Background There is a paucity of effective treatments for myelodysplastic neoplasms (MDS) patients who are relapsed or refractory. Luspatercept shows effective results in lower-risk MDS (LR-MDS) patients in a phase 3 study. However, the real-world data of luspatercept in LR-MDS are limited, particularly in large cohorts with long-term follow-up in China.
Methods Data from patients diagnosed with LR-MDS at Peking Union Medical College Hospital (PUMCH) in China between June 2022 and March 2024 were retrospectively collected. All the enrolled patients were refractory/relapsed to previous treatment. Patients had been treated with luspatercept (at a dose of 1.0 and up to 1.75 mg per kilogram of body weight) for at least 3 courses. Erythroid response (HI-E), rate of red blood cell transfusion independence (RBC-TI), changes in other parameters, adverse events, clonal evolution, long-term relapse and survival, and factors that could affect efficacy were analyzed.
Results Sixty LR-MDS patients were enrolled in the study, with a median age of 67 years (range: 46-85), and 63.4% were males. The median follow-up time was 12 months (range: 3-24), and the median duration of luspatercept was 7 months (range: 2-23). HI-E occurred in 28/60 (46.7%), 25/49 (51.0%), 17/35 (48.6%), and 26/60 (43.3%) patients at the 3rd, 6th, 12th months, and at the end of follow-up, respectively. Among patients who were transfusion-dependent prior to luspatercept, 15/31 (48.3%), 12/31 (38.7%), and 8/31 patients (25.8%) exhibited RBC-TI for 8, 12, and 16 weeks or longer at the 6th month. 13/22 (59.1%), 10/22 (45.5%), and 9/22 patients (40.9%) achieved RBC-TI for 8, 12, and 16 weeks or longer at the 12th month, respectively. Over time, patients treated with luspatercept had a significant increase in hemoglobin level compared with that of the baseline at the 1st 2nd, 3rd, 6th, and 12th month, and at the end of follow-up (P < 0.001, < 0.001, < 0.001, < 0.001, =0.026, and 0.002, respectively). Besides, patients treated with luspatercept had lower serum ferritin level at the end of follow-up compared to baseline (P = 0.039). Five of thirty-two patients (15.6%) who had response relapsed at the 8th, 9th, 10th, 12th and 17th months, respectively. Three patients (5.0%) transformed to acute myeloid leukemia (AML) at the 11th, 17th, and 17th months, and 3 patients (5.0%) died of pulmonary infection after 3, 5 and 6 months of treatment.In univariate regression, non-transfusion dependent (NTD) and low transfusion burden (LTB) before luspatercept (P = 0.025) and serum erythropoietin (EPO) < 500 IU/L (P = 0.021) were associated with a higher HI-E rate. Whereas in a subsequent multivariate regression analysis, serum EPO < 500 IU/L was the only independent predictor for higher HI-E rate at the 3rd month (P = 0.018). It is noteworthy that relapsed or refractory to prior therapy and IPSS-M higher-risk was not a predictive factor of luspatercept treatment, either in univariate or multivariate analysis.

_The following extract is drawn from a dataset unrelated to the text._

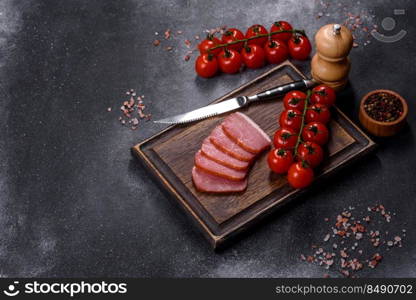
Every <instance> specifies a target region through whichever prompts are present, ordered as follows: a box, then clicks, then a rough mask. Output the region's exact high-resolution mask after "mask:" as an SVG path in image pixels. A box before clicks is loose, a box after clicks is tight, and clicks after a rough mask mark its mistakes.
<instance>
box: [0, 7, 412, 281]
mask: <svg viewBox="0 0 416 300" xmlns="http://www.w3.org/2000/svg"><path fill="white" fill-rule="evenodd" d="M331 3H333V4H331V6H330V7H329V8H328V9H327V10H326V11H328V13H329V15H328V16H327V15H326V11H325V13H324V16H323V17H322V18H320V19H317V18H316V16H317V15H318V13H319V12H321V11H322V10H323V9H322V5H321V4H320V2H319V1H295V0H293V1H289V0H285V1H263V0H259V1H232V2H231V1H228V2H227V3H225V2H223V1H180V0H178V1H173V0H172V1H160V0H158V1H132V0H131V1H86V0H85V1H63V0H62V1H52V0H51V1H30V0H26V1H8V0H3V1H1V2H0V97H1V100H0V114H1V115H0V275H1V276H2V277H4V276H6V277H8V276H47V277H49V276H67V277H76V276H133V277H321V276H322V275H323V274H324V273H325V272H326V271H324V270H323V269H322V268H320V267H318V266H313V265H309V264H305V263H303V262H301V261H300V260H299V254H300V253H302V252H303V253H307V252H308V249H309V247H310V245H311V244H312V243H315V242H316V243H319V242H320V241H322V239H323V236H324V234H325V233H326V231H325V230H326V229H325V228H327V227H328V225H327V224H325V222H324V221H323V220H324V218H325V217H331V218H334V217H335V216H336V215H337V213H339V212H340V211H341V210H342V209H343V208H345V207H349V206H354V207H357V210H360V211H363V210H365V209H366V207H367V206H368V205H372V204H375V203H382V204H384V205H385V206H386V207H387V209H388V210H391V211H394V212H396V216H393V220H392V223H391V224H390V227H388V228H389V230H391V231H400V230H401V229H402V228H406V229H407V236H406V238H405V240H404V242H403V245H404V246H403V247H402V248H397V249H396V248H395V249H394V251H393V250H392V251H387V252H386V251H384V250H383V251H384V252H385V253H384V252H383V254H384V261H383V262H382V264H381V265H380V266H379V267H378V268H377V269H375V270H372V271H369V270H364V271H362V272H361V273H360V274H359V276H362V277H366V276H368V277H385V276H393V277H405V276H410V277H415V276H416V253H415V250H414V249H415V248H416V234H415V231H414V228H416V221H415V217H414V215H415V212H416V202H415V200H416V197H415V195H416V184H415V172H416V171H415V167H416V156H415V150H416V146H415V138H414V132H415V130H416V120H415V118H414V112H415V109H416V106H415V101H414V97H415V95H416V86H415V84H414V77H415V68H416V60H415V56H414V53H416V52H415V50H416V49H415V46H416V42H415V39H414V35H415V24H416V23H415V18H414V12H415V9H416V5H415V3H416V2H415V1H395V2H394V3H393V2H392V1H361V3H360V2H358V3H357V1H342V2H341V1H331ZM338 3H344V4H347V6H348V10H349V11H351V12H353V13H355V14H357V13H361V12H362V11H364V12H370V14H372V15H374V17H372V18H373V22H374V23H375V24H379V26H380V22H381V20H383V18H384V17H386V16H392V14H393V9H395V8H403V9H406V15H404V16H395V18H396V20H397V31H398V30H399V29H400V28H403V29H405V30H407V31H408V34H407V36H406V37H405V38H404V39H403V40H401V41H399V42H396V43H393V44H385V43H381V42H378V41H376V40H375V39H372V38H371V39H370V40H371V43H370V44H369V45H367V46H365V47H364V46H363V45H360V47H358V48H355V49H353V51H352V53H351V60H352V64H353V67H352V71H351V85H350V86H349V87H348V89H347V90H346V91H344V92H343V94H342V97H340V99H339V105H340V107H341V108H342V109H343V110H344V111H345V112H346V113H347V114H348V115H349V116H350V117H351V118H353V119H354V120H357V105H358V102H359V100H360V97H362V96H363V95H364V94H365V93H367V92H368V91H370V90H372V89H376V88H390V89H394V90H396V91H397V92H399V93H401V94H402V95H403V96H404V97H405V98H406V99H407V100H408V102H409V107H410V115H409V122H408V123H409V125H408V126H407V128H406V129H405V130H404V131H403V132H402V133H401V134H400V135H398V136H396V137H393V138H389V139H383V140H377V142H379V144H380V147H379V148H378V150H377V152H376V153H374V154H372V155H370V156H368V157H367V158H366V159H364V160H362V161H361V162H360V163H358V164H356V165H354V166H352V167H351V168H348V169H347V170H345V171H344V172H342V173H341V174H339V175H337V176H336V177H335V178H334V179H332V180H331V181H329V182H328V185H327V186H325V187H323V188H320V189H319V191H314V192H312V193H309V194H308V195H306V196H305V197H303V198H302V199H299V200H298V201H296V203H293V204H292V205H290V206H288V207H286V208H285V209H283V210H282V211H281V212H280V213H277V214H275V215H273V216H272V217H271V218H269V219H268V221H267V222H265V223H263V224H262V226H259V227H258V228H257V229H256V230H254V231H253V232H252V233H251V234H249V235H248V236H246V237H244V238H243V239H241V240H240V241H239V242H237V243H235V244H234V245H232V246H231V247H229V248H227V249H225V250H223V251H221V252H219V253H215V252H213V251H212V250H211V249H210V247H209V246H208V244H207V243H206V241H205V240H204V239H203V237H202V236H201V235H200V233H199V232H198V231H197V230H195V228H194V227H193V225H192V224H191V223H190V222H189V220H188V219H187V218H186V217H185V215H184V214H183V213H182V211H181V210H180V209H179V208H178V207H177V206H176V205H174V204H173V202H172V201H170V199H169V197H167V196H166V195H165V194H164V193H163V192H162V191H160V190H159V188H158V186H157V185H156V184H155V183H154V181H153V180H152V178H151V177H150V176H149V174H148V173H147V172H146V171H145V170H144V169H143V168H142V166H141V165H140V164H139V162H138V161H137V159H136V158H135V157H133V156H132V155H131V153H130V147H131V146H133V145H134V144H136V143H138V142H139V141H141V140H143V139H145V138H147V137H149V136H151V135H153V134H154V133H156V132H158V131H159V130H161V129H163V128H164V127H163V126H161V125H155V124H152V123H150V122H149V123H145V124H143V125H141V127H140V129H139V130H136V131H131V130H129V129H127V128H125V127H122V126H121V125H120V124H119V122H118V120H117V118H118V116H119V111H118V108H119V106H120V105H121V100H122V99H123V94H124V92H125V90H126V89H128V88H136V89H137V90H138V91H139V93H140V94H144V95H145V96H146V98H145V99H146V100H147V105H148V107H149V109H150V111H151V112H152V113H153V117H154V119H158V118H162V117H165V116H169V115H172V114H176V113H180V112H183V111H186V110H189V109H192V108H196V107H199V106H201V105H204V104H207V103H209V102H210V101H211V100H212V99H214V98H216V97H218V96H221V95H222V94H224V93H226V92H228V91H229V90H231V89H234V88H236V87H237V86H239V85H240V84H242V83H244V82H246V81H248V80H250V79H251V78H254V77H255V76H256V75H258V74H260V73H262V72H264V71H265V70H266V69H267V68H264V69H262V70H257V71H246V72H244V73H243V74H241V75H235V76H225V75H222V76H218V77H216V78H213V79H210V80H202V79H200V78H197V77H196V76H195V73H194V71H193V59H192V60H191V61H189V62H185V61H183V59H182V58H183V55H184V53H185V52H186V48H185V46H184V44H183V40H184V38H185V37H193V36H194V35H195V34H202V31H203V30H204V29H206V28H213V27H216V26H218V25H233V26H237V27H239V28H242V29H244V30H245V28H247V27H248V26H249V25H251V24H252V23H262V24H267V26H269V24H271V23H272V22H273V21H275V20H278V19H287V20H288V21H290V22H291V23H292V24H294V25H295V26H296V27H297V28H304V29H306V31H307V33H308V34H309V35H310V36H311V37H312V36H313V34H314V33H315V32H316V30H317V29H318V28H319V27H320V26H322V25H324V24H326V23H330V22H334V21H336V22H342V21H343V20H344V19H345V11H343V10H342V9H340V8H337V5H338ZM166 28H171V29H172V30H175V31H176V30H183V38H181V39H174V40H172V41H171V42H169V45H172V46H174V50H173V51H172V52H166V51H163V48H162V47H159V48H155V47H153V46H152V41H153V40H154V38H155V35H154V32H155V31H158V32H160V33H163V31H164V30H165V29H166ZM381 31H382V30H381ZM393 32H394V31H393ZM363 41H366V39H364V40H363ZM164 45H168V44H164ZM294 63H295V64H296V65H298V66H299V67H300V68H301V69H302V70H304V71H305V72H308V71H309V62H303V63H300V62H294ZM107 107H112V108H113V111H112V112H111V113H109V112H107V111H106V109H107ZM383 226H384V225H383ZM386 228H387V227H386ZM367 248H368V249H370V248H371V247H370V246H368V245H367ZM330 274H331V275H332V276H338V273H337V271H336V269H334V270H333V271H330Z"/></svg>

Conclusion Luspatercept was effective for refractory LR-MDS patients in the long-term study, with mild side effects. Serum EPO < 500 IU/L was the only independent predictor for higher HI-E rate.
Keywords: lower-risk myelodysplastic neoplasms, luspatercept, refractory, effect, follow-up
No relevant conflicts of interest to declare.